Cette démission arrive comme « une nouvelle difficulté, et ça continue de donner le sentiment qu’après un an où l’exécutif avait la main, depuis l’affaire Benalla, il subit. Il subit l’affaire Benalla, il subit les mauvais chiffres de la croissance, il subit l’équation budgétaire difficile, et aujourd’hui il subit – puisqu’il l’apprend à la radio – la démission de Nicolas Hulot », énumère Bernard Sananès, président de l’institut Elabe.

« Ce n’est jamais agréable de perdre quelqu’un qui a une liberté de ton, dont on connaît la sincérité de l’engagement sur ces sujets », admet une source gouvernementaile, mais « ce qui change la vie des gens, ce n’est pas le nom du ministre mais ce sont les politiques mises en œuvre ».

La même source confesse ignorer « comment l’opinion va réagir » au départ de M. Hulot.

A en croire Frédéric Dabi, directeur général de l’Ifop, c’est d’abord au prisme des dossiers économiques et sociaux, et pas de la question climatique, que l’efficacité du pouvoir est évaluée. Après l’affaire Benalla, l’impact pour Emmanuel Macron serait d’abord symbolique : « Sur des affaires extrêmement différentes, Emmanuel Macron perd ce qui était une de ses forces: la gestion de l’agenda médiatique », explique le sondeur.

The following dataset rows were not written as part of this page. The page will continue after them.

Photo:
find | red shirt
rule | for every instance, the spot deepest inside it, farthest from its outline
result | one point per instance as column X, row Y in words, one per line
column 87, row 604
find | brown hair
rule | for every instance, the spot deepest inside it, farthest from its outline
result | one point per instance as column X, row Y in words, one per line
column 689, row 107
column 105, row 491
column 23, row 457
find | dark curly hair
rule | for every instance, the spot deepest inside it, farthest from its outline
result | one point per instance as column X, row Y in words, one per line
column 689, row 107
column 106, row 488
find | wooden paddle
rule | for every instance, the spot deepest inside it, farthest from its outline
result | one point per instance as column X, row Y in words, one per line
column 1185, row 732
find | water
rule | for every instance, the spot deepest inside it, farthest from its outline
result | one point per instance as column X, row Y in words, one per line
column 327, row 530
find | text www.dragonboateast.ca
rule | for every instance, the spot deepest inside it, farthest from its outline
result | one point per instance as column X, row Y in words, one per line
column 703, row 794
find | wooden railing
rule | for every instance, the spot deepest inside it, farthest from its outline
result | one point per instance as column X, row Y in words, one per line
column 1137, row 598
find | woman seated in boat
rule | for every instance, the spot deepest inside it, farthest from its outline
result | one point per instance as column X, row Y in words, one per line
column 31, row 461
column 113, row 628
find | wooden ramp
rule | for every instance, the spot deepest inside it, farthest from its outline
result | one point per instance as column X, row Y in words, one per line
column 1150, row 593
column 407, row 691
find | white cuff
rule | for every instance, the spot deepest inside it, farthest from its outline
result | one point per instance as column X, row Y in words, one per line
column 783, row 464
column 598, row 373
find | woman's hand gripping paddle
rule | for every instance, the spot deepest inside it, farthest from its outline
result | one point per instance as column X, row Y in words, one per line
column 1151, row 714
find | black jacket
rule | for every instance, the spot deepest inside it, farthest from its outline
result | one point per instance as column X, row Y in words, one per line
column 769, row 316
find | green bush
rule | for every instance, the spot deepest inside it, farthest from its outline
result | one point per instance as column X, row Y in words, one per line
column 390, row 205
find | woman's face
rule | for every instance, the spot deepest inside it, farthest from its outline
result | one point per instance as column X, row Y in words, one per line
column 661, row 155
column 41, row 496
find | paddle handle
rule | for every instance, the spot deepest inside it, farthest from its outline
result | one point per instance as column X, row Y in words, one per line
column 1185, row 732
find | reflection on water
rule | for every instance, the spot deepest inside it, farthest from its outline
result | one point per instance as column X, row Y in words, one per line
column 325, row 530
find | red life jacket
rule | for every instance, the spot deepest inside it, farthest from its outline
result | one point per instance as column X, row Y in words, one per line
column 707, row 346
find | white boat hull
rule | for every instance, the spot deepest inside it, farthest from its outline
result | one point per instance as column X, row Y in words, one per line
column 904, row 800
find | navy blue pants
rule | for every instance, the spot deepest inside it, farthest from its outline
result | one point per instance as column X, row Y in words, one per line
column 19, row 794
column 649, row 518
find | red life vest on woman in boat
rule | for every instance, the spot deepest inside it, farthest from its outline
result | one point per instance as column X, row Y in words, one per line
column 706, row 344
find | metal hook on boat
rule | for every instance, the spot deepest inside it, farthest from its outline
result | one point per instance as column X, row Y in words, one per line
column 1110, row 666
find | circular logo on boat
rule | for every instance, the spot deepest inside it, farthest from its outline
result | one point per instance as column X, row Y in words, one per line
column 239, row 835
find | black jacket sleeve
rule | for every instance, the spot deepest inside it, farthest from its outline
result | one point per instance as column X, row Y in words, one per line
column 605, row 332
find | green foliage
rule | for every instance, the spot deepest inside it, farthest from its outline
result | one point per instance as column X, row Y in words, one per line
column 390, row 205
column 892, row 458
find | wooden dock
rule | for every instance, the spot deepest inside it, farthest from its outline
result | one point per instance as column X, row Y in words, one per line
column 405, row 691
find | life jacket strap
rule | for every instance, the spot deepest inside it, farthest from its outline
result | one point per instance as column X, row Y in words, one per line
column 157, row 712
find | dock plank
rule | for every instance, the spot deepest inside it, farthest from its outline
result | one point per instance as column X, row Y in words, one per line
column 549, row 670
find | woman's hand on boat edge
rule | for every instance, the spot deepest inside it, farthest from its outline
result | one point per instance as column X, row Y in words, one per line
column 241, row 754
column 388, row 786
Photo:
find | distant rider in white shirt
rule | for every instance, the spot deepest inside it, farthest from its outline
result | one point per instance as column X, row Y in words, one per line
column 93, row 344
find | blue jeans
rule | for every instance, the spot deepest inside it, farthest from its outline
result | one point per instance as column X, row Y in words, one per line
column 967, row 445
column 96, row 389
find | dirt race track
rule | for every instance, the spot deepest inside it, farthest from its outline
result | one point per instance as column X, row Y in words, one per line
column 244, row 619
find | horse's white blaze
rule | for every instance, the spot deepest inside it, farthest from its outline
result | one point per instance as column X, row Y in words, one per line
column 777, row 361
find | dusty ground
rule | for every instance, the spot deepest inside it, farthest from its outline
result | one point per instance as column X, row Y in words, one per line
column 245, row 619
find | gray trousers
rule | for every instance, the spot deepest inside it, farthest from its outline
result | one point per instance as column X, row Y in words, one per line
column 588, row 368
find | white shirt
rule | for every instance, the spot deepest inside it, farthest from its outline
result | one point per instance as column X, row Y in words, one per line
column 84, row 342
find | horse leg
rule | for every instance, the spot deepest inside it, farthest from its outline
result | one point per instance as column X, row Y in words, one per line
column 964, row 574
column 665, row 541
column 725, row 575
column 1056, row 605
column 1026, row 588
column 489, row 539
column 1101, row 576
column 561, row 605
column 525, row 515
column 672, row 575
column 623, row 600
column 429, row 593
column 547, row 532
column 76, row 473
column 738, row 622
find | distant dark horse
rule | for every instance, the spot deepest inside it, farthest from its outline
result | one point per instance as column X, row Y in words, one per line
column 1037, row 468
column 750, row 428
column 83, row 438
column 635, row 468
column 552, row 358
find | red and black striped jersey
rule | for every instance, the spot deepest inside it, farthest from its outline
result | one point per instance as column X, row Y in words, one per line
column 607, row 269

Nicolas Hulot, caution écologique de ce début de quinquennat Macron, qui avait refusé d’entrer dans de précédents gouvernements, restait selon plusieurs instituts de sondage la personnalité politique préférée des Français. Ceux-ci étaient toutefois partagés sur l’efficacité de l’action du ministre.

Reconnu ou technique

Qui pourra remplacer ce ministre-clé dans l’édifice gouvernemental ? « Pour être ministre de l’Environnement, il faut avoir un poids politique », souligne Daniel Boy.

Premier profil évoqué par les politologues, « un écolo connu et reconnu », dit M. Boy, notant que « le seul qui reste en poste et qui est Macron compatible, c’est François de Rugy », le président de l’Assemblée nationale.

Autre solution, un ministre « technicien », compétent mais pas forcément connu du grand public. Ou un ministre plus « politique », à l’image du secrétaire d’État à la Transition écologique Sébastien Lecornu, ancien maire d’Évreux.

Reste que le prochain ministre « ne pourra pas du point de vue de la surface médiatique, dans son rapport aux Français, complètement éclipser Nicolas Hulot », souligne Frédéric Dabi. »Il ne faut pas se dire qu’il faut trouver le même », affirme la source gouvernementale interrogée par l’AFP, en soulignant la singularité et la très forte personnalité » de Nicolas Hulot, avant d’esquisser un profil a priori plus modeste : « Quelqu’un qui ait un peu de convictions pour s’emparer des sujets, mais aussi quelqu’un qui aime mettre les mains dans le cambouis ».